To lower the area’s high particulate levels, the new bylaw may include:

– prohibiting the installation of indoor or outdoor solid fuel burning domestic appliances (SFBDA) that don’t meet Canadian or American standards

– prohibiting the use of all SFBDAs when an air quality advisory is issued, except for households where the appliance is the sole source of heat

– requiring existing non-standard SFBDAs to be replaced

– banning all yard waste and grass burning.

In addition to a new bylaw, the committee is also considering the addition of $30,000 to the district’s budget in the next two years, to help with replacing non-standard SFBDAs.

A bi-annual yard waste collection scheme is also proposed, as well as an education program to accompany the bylaw’s implementation.

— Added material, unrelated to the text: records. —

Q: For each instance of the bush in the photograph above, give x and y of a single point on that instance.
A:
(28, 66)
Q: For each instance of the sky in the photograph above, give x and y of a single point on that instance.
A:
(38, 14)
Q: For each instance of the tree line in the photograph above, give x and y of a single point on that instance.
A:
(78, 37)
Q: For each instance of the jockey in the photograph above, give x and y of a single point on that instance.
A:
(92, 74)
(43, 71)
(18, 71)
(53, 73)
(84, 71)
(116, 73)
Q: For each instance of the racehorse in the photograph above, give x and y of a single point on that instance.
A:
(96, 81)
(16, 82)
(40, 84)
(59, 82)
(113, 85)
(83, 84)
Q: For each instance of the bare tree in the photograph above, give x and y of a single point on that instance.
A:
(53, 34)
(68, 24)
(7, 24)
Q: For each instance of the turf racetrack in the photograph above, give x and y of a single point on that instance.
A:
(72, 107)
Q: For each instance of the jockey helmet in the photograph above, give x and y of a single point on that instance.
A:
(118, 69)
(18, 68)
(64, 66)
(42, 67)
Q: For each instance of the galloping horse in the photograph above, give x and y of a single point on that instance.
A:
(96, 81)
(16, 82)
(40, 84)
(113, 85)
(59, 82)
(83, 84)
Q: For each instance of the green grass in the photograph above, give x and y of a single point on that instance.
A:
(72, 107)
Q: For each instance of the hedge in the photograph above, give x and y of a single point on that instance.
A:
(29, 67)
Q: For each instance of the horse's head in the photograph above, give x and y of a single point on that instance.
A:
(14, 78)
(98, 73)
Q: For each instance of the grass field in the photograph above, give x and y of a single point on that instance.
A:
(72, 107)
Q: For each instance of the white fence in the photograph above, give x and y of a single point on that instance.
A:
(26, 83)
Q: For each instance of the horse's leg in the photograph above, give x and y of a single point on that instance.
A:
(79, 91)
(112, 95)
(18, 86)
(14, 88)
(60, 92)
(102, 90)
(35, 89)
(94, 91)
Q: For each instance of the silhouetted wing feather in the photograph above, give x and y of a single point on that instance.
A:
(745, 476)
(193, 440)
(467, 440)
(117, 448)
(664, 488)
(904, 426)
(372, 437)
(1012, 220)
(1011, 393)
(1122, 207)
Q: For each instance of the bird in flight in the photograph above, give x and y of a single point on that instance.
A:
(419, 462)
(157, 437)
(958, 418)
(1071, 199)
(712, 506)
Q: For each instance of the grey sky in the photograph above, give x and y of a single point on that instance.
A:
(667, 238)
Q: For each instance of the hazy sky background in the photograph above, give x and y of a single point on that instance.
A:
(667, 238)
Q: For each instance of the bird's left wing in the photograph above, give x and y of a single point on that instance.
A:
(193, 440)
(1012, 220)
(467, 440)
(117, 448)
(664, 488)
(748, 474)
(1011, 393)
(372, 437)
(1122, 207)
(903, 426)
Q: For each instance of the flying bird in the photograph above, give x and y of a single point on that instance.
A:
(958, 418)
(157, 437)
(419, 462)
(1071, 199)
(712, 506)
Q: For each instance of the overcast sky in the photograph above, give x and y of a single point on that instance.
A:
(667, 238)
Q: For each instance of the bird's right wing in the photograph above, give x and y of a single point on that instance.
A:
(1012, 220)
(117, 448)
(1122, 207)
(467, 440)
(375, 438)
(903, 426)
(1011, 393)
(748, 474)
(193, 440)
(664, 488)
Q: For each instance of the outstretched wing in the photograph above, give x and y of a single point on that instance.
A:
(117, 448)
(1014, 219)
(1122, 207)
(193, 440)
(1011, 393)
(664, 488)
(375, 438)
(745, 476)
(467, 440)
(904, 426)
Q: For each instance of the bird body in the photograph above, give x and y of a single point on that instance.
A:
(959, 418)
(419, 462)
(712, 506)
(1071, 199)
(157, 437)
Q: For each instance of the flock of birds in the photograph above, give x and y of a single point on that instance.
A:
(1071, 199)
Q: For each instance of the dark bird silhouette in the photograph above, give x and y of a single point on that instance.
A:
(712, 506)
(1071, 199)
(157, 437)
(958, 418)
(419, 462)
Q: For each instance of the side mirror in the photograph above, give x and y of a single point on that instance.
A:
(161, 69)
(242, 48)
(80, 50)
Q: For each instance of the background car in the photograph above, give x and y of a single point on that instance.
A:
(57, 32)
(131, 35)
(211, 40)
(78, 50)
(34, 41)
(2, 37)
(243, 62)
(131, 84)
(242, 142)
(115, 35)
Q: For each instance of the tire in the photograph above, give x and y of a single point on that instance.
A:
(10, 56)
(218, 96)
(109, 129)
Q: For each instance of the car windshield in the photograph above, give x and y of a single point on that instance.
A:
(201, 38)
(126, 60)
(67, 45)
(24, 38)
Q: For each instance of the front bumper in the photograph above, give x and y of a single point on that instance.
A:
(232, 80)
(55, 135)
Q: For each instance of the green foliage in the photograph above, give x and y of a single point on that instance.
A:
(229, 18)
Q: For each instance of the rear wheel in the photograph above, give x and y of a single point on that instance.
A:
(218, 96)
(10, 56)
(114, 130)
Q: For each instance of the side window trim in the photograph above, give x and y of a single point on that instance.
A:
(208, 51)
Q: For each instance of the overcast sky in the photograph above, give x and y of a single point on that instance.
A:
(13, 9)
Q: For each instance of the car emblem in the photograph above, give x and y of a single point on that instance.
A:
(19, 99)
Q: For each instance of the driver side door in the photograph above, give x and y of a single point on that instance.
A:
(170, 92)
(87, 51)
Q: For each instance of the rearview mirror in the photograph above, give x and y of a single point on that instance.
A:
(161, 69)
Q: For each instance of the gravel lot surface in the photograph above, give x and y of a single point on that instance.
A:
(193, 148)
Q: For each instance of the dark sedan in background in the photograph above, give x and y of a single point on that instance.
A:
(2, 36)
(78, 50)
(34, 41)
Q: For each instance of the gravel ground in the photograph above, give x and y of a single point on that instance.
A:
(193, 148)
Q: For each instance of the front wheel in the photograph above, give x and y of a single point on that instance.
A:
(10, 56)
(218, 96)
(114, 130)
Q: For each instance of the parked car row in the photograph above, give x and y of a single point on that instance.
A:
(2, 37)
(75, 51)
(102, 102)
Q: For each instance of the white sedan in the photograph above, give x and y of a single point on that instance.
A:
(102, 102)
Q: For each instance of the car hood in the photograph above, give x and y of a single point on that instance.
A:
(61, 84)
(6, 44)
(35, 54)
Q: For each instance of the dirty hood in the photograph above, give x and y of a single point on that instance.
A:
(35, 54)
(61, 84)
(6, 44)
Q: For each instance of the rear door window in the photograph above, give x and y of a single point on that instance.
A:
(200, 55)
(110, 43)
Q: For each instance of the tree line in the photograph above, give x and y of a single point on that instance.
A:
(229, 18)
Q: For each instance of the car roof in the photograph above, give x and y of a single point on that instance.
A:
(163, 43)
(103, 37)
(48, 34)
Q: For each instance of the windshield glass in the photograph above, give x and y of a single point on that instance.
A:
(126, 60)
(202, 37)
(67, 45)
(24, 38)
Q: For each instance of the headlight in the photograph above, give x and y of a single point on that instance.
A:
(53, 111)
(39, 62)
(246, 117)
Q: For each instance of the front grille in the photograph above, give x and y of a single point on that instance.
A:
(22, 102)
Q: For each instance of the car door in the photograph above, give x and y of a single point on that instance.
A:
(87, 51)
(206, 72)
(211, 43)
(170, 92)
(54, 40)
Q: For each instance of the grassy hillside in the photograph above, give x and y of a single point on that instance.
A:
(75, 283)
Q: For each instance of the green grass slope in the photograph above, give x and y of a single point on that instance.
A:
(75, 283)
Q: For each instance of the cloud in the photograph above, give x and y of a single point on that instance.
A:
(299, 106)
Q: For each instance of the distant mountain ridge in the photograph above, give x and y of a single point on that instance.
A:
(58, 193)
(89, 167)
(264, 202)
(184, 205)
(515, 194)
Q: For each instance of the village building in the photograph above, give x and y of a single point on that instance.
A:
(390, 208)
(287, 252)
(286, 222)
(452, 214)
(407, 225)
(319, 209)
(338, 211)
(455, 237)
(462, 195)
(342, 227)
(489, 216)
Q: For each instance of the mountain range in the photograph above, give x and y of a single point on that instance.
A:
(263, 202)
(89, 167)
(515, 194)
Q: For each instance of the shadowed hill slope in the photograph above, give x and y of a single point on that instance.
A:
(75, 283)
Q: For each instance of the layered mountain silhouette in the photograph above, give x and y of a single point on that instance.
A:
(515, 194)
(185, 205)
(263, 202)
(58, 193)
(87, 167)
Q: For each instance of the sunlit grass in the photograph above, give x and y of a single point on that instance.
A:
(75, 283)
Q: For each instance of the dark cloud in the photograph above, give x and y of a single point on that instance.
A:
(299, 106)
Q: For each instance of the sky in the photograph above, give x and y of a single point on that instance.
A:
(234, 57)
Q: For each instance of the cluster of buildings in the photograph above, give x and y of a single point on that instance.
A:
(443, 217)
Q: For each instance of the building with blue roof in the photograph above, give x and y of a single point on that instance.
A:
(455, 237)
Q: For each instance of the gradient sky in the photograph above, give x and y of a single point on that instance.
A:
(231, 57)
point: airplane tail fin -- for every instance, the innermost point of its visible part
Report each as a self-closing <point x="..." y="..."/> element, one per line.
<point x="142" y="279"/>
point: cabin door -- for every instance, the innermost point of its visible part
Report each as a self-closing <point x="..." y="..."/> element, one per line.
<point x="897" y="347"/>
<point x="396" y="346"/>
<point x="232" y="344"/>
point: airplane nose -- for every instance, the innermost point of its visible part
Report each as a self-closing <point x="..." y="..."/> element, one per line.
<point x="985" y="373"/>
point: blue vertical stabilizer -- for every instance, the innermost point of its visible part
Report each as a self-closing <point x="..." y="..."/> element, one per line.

Still in discussion, the prospective new bylaw will be drafted and will undergo community consultation, before potential implementation in the fall, said the district’s CAO Tom Clement.

The B.C. government is currently revising its SFBDA regulations to help reduce air pollution from domestic wood heating, as part of the province’s air action plan.


Federal funding applied for recreation centre

The District of Vanderhoof has applied to the Canada Culture Spaces Fund for $290,000, about 37 per cent of the Integris Community Centre’s total renovation costs.

The grant normally provides up to 50 per cent of a project’s cost, and the federal government’s decision will arrive in three months or more.


Kwik Save Building

The district council continues to look for more information before deciding on the future of the former Kwik Save building located on Highway 16 by Kenney Dam Road.

The district currently owns the front portion of the building.

As discussed during a special council meeting on Jan. 13, though the district would like to take advantage of the building’s prime location, it is hesitant to invest money for going forward without access to the entire site.


2016 Priorities

District councillors agreed that Vanderhoof’s top priorities for 2016 are the aquatic centre, community forest, and the recreation centre.

With a new financial planning schedule as well as community engagement on hot topics, the district council is currently one to two months ahead of last year in planning, and has more time to discuss priorities for this year, Clement said.